GAO found that: (1) as of September 30, 1994, 601 schools were barred from the Federal Family Education Loan Program and 250 schools had pending administrative appeals challenging Education's default rate determinations; (2) 111 schools had filed 22 lawsuits over default rate issues, of which 10 have been dismissed or terminated by agreement; (3) the schools alleged that Education used erroneous data in its default rate calculations and failed to exclude improperly serviced loans in its calculations; (4) the inaccuracies in Education's databases concerning loan defaults were well documented; (5) the schools and Education did not agree on what constituted an improperly serviced loan; and (6) the schools complained that they had insufficient access to loan information which limited their ability to detect servicing problems.

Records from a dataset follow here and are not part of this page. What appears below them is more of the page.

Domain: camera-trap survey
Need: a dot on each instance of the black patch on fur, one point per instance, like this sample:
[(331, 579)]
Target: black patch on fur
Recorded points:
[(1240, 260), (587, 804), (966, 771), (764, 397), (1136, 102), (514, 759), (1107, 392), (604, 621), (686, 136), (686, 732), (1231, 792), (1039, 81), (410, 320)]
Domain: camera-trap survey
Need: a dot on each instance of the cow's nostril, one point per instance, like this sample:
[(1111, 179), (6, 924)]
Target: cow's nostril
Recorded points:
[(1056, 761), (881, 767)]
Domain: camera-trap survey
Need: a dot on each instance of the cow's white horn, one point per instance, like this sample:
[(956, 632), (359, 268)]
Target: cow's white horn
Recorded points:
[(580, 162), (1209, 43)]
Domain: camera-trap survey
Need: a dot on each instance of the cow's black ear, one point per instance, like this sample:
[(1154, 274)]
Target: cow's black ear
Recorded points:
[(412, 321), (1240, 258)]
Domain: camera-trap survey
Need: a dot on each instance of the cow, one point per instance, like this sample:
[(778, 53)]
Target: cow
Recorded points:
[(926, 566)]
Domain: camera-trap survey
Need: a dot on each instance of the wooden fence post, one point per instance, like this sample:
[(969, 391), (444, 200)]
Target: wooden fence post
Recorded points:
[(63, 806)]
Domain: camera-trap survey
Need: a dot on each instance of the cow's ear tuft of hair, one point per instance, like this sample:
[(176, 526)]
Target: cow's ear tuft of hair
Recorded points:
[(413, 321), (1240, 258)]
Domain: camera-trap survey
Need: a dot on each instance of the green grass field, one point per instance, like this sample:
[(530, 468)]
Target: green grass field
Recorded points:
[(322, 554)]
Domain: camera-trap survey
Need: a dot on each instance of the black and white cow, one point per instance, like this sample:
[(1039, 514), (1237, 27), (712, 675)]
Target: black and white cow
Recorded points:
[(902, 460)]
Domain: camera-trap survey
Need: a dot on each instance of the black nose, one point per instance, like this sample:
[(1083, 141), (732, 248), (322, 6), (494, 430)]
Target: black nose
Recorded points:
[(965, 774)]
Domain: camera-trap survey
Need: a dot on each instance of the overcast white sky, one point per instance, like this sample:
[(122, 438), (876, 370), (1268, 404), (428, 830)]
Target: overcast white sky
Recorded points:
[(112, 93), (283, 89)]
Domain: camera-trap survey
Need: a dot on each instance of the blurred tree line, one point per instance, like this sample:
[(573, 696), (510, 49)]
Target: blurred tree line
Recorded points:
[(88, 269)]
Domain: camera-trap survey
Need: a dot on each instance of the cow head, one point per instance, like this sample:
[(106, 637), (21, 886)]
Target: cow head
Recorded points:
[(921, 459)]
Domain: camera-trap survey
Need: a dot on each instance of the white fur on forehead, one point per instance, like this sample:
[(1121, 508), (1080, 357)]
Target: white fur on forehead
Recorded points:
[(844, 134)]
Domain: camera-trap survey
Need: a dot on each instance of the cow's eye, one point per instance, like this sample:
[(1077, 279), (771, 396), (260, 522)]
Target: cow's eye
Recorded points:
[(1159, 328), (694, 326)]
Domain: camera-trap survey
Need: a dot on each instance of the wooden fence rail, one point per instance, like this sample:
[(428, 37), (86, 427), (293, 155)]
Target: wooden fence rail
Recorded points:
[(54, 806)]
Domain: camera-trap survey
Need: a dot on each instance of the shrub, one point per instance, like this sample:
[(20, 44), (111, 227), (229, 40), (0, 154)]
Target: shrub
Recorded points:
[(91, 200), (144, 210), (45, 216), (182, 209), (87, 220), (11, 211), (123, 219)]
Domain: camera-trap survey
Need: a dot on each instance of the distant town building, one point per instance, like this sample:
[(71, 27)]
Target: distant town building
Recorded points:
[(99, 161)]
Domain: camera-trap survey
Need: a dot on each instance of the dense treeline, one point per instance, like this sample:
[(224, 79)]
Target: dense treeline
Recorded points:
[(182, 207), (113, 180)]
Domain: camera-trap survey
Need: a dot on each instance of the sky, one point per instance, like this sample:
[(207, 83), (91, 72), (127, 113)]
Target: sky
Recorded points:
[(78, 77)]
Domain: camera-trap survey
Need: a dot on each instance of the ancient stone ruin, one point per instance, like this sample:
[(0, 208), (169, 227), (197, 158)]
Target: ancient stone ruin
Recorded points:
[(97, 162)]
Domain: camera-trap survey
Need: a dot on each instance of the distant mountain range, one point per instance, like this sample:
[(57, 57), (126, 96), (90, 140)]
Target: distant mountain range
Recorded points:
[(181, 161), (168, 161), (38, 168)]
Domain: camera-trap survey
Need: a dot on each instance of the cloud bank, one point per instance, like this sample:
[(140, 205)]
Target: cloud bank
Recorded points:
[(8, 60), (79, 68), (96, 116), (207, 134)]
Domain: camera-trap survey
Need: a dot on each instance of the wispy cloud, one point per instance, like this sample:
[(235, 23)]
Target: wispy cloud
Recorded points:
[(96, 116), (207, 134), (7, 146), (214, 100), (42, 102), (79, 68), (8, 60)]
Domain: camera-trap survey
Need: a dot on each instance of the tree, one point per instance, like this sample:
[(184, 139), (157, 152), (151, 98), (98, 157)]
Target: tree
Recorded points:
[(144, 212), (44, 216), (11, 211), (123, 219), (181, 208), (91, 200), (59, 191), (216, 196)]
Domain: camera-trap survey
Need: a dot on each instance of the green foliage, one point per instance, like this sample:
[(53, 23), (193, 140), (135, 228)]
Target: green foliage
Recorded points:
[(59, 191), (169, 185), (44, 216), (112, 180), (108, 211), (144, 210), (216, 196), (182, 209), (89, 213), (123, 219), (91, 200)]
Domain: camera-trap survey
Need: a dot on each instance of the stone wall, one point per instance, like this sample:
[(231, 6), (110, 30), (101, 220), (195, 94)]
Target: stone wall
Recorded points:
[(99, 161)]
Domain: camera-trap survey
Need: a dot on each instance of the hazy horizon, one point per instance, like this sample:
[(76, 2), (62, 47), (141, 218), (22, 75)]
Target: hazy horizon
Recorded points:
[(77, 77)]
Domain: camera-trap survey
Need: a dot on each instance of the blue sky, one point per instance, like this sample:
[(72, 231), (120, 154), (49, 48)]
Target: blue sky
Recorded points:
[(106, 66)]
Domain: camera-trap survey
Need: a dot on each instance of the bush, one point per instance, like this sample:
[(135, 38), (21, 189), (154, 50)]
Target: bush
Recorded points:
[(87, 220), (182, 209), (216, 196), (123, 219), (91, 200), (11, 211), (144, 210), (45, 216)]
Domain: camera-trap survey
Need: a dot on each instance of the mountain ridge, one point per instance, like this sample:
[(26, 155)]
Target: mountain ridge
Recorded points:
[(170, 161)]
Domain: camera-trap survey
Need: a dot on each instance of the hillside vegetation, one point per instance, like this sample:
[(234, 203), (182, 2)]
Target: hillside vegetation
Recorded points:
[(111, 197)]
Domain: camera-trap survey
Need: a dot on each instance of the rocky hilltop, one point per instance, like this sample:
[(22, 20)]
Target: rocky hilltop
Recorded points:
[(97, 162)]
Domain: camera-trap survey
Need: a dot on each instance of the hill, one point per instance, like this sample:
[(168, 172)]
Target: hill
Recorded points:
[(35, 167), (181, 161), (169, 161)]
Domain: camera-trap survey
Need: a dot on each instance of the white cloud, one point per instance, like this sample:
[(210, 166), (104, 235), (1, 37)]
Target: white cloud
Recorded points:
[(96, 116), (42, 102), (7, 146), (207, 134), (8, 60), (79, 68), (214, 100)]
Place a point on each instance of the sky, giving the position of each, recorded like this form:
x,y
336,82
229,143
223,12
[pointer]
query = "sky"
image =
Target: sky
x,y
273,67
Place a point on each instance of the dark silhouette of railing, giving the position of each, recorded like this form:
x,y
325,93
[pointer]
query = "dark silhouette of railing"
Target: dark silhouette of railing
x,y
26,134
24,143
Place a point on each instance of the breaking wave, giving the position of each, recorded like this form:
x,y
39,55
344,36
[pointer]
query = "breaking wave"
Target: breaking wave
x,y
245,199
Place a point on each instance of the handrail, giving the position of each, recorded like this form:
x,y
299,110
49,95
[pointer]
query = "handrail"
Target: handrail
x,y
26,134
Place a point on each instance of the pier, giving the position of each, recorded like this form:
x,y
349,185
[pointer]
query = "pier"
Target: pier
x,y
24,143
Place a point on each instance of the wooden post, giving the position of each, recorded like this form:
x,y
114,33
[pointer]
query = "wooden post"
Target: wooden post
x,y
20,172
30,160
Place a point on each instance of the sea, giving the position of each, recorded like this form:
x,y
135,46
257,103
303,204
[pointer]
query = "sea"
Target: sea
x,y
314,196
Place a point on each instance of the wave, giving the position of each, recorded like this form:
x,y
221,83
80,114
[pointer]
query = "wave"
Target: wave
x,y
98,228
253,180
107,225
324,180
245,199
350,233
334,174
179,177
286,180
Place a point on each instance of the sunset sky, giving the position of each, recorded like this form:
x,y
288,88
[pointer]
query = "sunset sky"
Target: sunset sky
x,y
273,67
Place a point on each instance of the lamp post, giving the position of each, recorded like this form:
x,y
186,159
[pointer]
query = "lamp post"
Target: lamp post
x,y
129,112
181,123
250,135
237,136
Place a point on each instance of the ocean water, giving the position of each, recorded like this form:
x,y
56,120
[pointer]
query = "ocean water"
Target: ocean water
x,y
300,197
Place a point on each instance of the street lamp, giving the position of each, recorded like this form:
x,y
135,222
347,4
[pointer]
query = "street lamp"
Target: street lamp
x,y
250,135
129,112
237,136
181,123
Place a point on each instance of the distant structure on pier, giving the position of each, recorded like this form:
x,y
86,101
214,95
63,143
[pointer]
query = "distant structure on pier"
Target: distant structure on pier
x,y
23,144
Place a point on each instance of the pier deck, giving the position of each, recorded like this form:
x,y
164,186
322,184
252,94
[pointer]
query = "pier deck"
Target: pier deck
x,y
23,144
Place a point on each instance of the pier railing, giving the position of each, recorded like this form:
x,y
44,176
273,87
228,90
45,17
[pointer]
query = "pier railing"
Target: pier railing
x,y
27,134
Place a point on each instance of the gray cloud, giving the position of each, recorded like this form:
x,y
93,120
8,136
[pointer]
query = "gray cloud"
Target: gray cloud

GAO also found that: (1) the 1993 amendments should reduce, but not eliminate, challenges to Education's default rate determinations; (2) schools' increased access to loan information should resolve misunderstandings on matters of fact and implementing regulations should make adjudications more straightforward and less time-consuming; (3) these regulatory changes will not fully protect the government's interest in these disputes, since unscrupulous schools continue to accumulate additional loan default costs during the appeal process; and (4) to protect the government from these additional costs, schools should be held liable for additional loan default costs that occur during the appeals process or required to post performance bonds as a condition of filing an appeal.

Matters for Congressional Consideration

  1. Status: Closed - Not Implemented

    Comments: The bills approved in the House and Senate (in the 105th Congress) to reauthorize the Higher Education Act of 1965, as amended, did not incorporate the necessary implementing provision.

    Matter: In those instances in which schools appeal a Department action to eliminate their Federal Family Education Loan Program eligibility because their default rates exceed a statutory threshold, Congress may wish to consider giving the Secretary of Education authority to require schools to reimburse the government for the cost of loans that are made and that may subsequently default, in the event that the schools' appeals are unsuccessful.

  2. Status: Closed - Not Implemented

    Comments: The bills approved in the House and Senate (in the 105th Congress) to reauthorize the Higher Education Act of 1965, as amended, did not incorporate the necessary implementing provision.

    Matter: As a measure of further protection of the government's interests, Congress also may wish to consider granting the Secretary of Education the authority to require schools to post a performance bond as a condition of filing an appeal as well as the discretion in determining under which circumstances a bond would be required of schools.